Один Алексей не приносит ничего. Скажет мимоходом:

— Я вам, Алексей Кирьянович, в следующий раз целого мамонта притащу,— и рассмеется.

А потом сядут ужинать, и это любо-дорого посмотреть, какими большущими ломтями Лукин будет резать хлеб, как аппетитно будут хрустеть они солеными огурцами, пускать по кругу бутылки с ряженкой.

— Кирьяныч, ты что притих? У тебя там все есть? — непременно поинтересуется бригадир.

И я, счастливый, что кончилось одиночество, что жизнь опять полна голосами и запахами, что я — по праву ли, не по праву — снова чувствую себя частицей этого маленького, но веселого и шумного мужского коллектива, отзовусь с благодарностью:

— Все, все есть, не беспокойтесь!

А кто-нибудь из ребят все равно будет подсовывать мне, то огурцы, то кефир, то девичью утеху — слипшиеся соевые батончики.

Наверное, мы все-таки многое теряем оттого, что в наших книгах и пьесах люди не пьют, не едят, не находят в этом удовольствия, не радуются привычными земными радостями, без которых, по-моему, человек беднеет душою.

Когда я наблюдаю, как увлеченно колдует над фыркающим примусом Лукин, сооружая после работы что-то чрезвычайно сложное, остро и пряно пахнущее бараниной, перцем, лавровым листом,— что-то такое, чему у него и самого названия не придумано; когда вижу, каким одухотворенным делается его немолодое, в глубоких морщинах, старательно выбритое лицо; как причмокивает он и счастливо жмурится, пробуя еще неготовое, но уже поспевающее блюдо; как потом торжественно, когда все усядутся за стол, он широким жестом, с нарочитым грохотом выставит па середину огромную, пышущую жаром сковородку, и воскликнет: «Ну-ка, попробуем, что тут у меня получилось!» — когда я вижу все это, я думаю: отбери у Лукина вот эту вовсе не унижающую его маленькую слабость, и он разом станет неинтереснее.

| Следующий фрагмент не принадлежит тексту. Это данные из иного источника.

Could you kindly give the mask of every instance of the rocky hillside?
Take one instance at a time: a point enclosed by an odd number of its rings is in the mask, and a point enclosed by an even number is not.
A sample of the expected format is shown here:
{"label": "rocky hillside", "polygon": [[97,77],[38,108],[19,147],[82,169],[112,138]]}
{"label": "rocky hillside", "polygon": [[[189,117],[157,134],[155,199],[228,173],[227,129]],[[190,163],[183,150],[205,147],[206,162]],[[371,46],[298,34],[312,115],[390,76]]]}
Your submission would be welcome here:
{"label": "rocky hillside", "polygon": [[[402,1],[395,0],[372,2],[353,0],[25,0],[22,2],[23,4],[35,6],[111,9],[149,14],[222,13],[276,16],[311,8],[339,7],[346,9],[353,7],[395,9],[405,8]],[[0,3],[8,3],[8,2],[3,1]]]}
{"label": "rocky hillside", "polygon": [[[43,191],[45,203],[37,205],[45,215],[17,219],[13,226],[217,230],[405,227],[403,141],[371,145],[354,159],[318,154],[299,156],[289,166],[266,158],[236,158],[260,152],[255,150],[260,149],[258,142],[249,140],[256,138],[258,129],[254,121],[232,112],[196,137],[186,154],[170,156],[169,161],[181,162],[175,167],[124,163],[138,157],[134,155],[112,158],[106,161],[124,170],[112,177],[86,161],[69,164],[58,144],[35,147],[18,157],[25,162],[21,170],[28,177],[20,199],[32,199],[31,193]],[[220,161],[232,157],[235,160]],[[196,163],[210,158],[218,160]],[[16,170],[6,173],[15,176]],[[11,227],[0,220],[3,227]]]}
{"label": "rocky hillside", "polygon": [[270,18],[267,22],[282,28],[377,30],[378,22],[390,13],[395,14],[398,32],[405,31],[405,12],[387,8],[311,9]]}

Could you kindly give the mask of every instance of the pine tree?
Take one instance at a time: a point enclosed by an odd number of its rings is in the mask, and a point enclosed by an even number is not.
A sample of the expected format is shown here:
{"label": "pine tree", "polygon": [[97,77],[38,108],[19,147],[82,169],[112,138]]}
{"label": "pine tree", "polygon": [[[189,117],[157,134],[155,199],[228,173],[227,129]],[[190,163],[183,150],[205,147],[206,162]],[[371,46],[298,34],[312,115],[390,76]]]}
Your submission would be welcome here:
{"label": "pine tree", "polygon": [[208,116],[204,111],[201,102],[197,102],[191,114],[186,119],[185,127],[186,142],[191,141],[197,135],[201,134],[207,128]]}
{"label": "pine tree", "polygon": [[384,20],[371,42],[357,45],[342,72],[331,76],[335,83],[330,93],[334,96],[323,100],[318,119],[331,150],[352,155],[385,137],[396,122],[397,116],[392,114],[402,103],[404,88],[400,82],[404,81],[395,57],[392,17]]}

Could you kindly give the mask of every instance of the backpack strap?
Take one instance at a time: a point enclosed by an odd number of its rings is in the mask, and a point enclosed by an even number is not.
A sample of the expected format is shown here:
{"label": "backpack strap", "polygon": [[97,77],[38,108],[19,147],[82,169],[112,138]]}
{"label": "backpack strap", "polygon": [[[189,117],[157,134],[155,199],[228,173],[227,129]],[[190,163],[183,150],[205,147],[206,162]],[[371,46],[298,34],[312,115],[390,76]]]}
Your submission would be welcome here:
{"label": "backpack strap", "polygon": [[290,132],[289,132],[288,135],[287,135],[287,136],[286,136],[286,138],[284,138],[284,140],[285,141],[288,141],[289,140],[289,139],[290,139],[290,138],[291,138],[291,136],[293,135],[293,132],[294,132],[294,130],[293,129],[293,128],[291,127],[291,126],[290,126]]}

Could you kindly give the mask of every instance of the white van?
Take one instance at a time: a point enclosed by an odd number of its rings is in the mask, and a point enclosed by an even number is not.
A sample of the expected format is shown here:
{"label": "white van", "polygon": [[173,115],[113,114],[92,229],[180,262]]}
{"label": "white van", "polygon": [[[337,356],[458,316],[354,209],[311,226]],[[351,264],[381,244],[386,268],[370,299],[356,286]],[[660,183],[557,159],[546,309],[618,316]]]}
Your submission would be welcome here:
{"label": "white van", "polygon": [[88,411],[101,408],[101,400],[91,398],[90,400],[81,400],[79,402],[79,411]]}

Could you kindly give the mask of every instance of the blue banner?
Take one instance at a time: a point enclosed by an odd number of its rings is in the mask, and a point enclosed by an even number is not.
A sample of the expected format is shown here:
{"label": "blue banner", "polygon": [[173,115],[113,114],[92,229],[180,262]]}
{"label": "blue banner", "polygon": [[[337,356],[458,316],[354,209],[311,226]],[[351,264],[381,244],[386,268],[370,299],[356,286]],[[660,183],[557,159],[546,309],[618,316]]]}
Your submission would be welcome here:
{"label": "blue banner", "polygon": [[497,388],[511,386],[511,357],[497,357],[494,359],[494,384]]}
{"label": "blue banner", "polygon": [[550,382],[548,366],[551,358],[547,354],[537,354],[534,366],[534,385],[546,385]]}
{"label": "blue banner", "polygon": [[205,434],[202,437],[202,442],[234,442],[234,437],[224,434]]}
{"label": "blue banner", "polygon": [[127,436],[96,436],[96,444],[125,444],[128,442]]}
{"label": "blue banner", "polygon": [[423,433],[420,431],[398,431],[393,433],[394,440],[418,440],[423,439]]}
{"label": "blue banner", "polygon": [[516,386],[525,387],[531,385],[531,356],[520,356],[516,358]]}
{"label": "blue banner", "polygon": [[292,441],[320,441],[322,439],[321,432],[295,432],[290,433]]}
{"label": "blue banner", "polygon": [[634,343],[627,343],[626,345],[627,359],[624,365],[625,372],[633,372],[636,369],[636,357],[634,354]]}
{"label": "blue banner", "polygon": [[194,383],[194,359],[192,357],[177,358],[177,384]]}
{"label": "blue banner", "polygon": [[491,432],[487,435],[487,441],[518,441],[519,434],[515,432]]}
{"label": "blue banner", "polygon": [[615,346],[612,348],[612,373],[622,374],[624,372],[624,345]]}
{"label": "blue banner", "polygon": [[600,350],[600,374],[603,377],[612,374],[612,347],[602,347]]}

Моя офицерская молодость была во власти военторговских столовых, и спроси сегодня, худо ли, хорошо ли я в ту пору питался, пожалуй, не вспомню.

Радоваться, находить удовольствие в неожиданных кухонных хлопотах приучила меня Катерина. Вдруг, в самый разгар моей работы над статьей или радиопередачей, она возникает в дверях с авоськой, полной серебристой, перламутрово сверкающей, крупной и, должно быть, сегодня выловленной селедки.

«Здрасте,— ворчливо говорю я, помогая ей раздеться.— Только нам этого недоставало!»

«Потом, потом будешь сердиться,— весело возражает Катерина.— А пока иди-ка пособи мне, видишь, какая красотища!»